Mr Hughes continued: "The common factor is that they either think weapons are cool or they're frightened and think it's necessary to defend themselves. All the evidence shows that young people are the most frequent victims as well as perpetrators of these horrendous crimes.
"The solutions are complex, but personal and family responsibility, appropriate education and training, lots of constructive activity and a major increase in qualified youth workers would make a massive difference."
However, the Conservatives welcomed Mr Blair's sentiment on gang crime but said it came too late and blamed Labour's policies for "soaring" violent crime levels.
"After ten years in power and just weeks before Tony Blair steps down, the public will wonder why it has taken so long for him to speak up," said shadow home secretary David Davis.
Labour has failed to tackle the causes of crime, Mr Davis claimed, warning Mr Blair that "he cannot put right in two months what he has got wrong in ten years".
After his lecture in Cardiff, Mr Blair joined assembly leader Rhodri Morgan on the campaign trail in Wales. Here, his presence was unusually welcomed by political rivals.

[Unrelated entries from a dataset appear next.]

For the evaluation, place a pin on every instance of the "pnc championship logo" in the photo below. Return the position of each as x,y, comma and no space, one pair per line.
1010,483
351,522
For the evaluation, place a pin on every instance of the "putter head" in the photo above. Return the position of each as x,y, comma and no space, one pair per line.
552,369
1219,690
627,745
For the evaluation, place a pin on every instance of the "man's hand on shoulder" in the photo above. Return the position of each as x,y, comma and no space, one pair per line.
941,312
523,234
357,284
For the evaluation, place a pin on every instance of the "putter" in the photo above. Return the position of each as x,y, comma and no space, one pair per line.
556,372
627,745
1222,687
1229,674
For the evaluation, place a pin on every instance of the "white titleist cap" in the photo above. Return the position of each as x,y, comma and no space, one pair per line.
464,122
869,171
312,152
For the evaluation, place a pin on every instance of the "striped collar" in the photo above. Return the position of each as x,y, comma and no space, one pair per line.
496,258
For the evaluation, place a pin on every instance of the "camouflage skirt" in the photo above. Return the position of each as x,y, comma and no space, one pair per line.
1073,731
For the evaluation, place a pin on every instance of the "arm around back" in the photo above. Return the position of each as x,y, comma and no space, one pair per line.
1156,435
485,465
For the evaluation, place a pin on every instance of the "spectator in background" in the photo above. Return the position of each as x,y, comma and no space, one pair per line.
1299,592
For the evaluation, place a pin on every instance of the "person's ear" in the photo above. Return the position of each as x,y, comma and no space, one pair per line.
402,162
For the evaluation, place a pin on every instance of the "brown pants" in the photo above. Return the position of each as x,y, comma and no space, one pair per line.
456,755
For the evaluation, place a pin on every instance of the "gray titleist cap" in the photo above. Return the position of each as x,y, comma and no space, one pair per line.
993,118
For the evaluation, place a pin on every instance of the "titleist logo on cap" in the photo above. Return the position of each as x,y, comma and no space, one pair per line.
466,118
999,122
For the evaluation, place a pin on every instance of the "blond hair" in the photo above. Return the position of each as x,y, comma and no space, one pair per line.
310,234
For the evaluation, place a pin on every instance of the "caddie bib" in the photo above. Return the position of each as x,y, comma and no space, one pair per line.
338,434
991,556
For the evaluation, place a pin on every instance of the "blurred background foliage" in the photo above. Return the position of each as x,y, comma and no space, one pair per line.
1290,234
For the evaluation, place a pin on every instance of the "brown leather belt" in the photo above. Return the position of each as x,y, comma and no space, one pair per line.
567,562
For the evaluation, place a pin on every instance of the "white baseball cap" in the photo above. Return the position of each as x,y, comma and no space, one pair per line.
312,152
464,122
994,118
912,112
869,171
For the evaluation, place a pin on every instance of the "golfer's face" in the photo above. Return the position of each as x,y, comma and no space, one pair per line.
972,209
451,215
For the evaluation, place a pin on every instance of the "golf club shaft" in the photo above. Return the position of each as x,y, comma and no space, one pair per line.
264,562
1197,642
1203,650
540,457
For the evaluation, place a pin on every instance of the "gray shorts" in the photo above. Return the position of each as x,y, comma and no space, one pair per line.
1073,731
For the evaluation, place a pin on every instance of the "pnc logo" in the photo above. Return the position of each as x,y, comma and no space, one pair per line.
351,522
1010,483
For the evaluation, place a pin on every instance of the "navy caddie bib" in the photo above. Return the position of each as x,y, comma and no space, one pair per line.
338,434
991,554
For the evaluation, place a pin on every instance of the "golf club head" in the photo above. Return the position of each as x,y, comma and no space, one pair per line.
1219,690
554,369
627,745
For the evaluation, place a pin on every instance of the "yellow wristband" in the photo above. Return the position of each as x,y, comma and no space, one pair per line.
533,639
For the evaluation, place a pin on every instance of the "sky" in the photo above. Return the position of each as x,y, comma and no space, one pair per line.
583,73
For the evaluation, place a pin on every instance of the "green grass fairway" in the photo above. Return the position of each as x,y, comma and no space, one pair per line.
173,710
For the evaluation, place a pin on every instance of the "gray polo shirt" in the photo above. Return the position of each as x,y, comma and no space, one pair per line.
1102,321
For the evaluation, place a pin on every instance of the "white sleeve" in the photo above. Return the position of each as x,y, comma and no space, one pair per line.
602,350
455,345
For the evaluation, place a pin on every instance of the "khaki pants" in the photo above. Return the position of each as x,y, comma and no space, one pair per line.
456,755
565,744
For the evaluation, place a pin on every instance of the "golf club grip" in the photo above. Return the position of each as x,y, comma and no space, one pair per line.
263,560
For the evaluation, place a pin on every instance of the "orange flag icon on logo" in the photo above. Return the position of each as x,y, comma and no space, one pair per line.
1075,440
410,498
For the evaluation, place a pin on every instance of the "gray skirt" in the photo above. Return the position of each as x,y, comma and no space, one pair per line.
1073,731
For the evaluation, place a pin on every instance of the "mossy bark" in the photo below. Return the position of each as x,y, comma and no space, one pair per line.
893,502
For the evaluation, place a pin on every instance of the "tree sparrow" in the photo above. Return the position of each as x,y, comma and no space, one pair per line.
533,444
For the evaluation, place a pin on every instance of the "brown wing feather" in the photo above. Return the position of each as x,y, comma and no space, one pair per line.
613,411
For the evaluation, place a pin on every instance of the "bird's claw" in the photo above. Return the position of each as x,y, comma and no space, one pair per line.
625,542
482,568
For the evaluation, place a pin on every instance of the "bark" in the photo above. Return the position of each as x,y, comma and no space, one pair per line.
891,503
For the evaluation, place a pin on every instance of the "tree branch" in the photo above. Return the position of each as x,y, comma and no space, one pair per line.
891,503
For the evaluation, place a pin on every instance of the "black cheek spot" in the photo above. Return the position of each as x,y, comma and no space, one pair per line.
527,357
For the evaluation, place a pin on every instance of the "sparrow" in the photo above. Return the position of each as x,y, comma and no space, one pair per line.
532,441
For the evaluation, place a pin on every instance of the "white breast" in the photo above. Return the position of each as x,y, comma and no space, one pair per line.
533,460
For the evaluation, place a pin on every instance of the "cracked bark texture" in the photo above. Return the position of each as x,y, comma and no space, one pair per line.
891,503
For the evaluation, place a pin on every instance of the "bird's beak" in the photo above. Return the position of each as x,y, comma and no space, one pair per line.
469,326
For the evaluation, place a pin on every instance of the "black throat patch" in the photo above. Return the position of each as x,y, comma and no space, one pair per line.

Both the Conservatives and Plaid Cymru quipped the prime minister is now so unpopular that he encourages voters to desert Welsh Labour.
"We are delighted that the Prime Minister is visiting Wales today," said the Conservative shadow Welsh minister Cheryl Gillan
She continued: "The more people he gets to meet the better. It will remind them of why after a decade of Labour it is so important to vote for change in May's assembly elections.
"Tony Blair and Rhodri Morgan's legacy in Wales will be one of failure and broken promises."
The Liberal Democrats echoed her claims, saying Tony Blair had not been a friend to Wales and his record three terms in power would be seen as years of missed opportunity.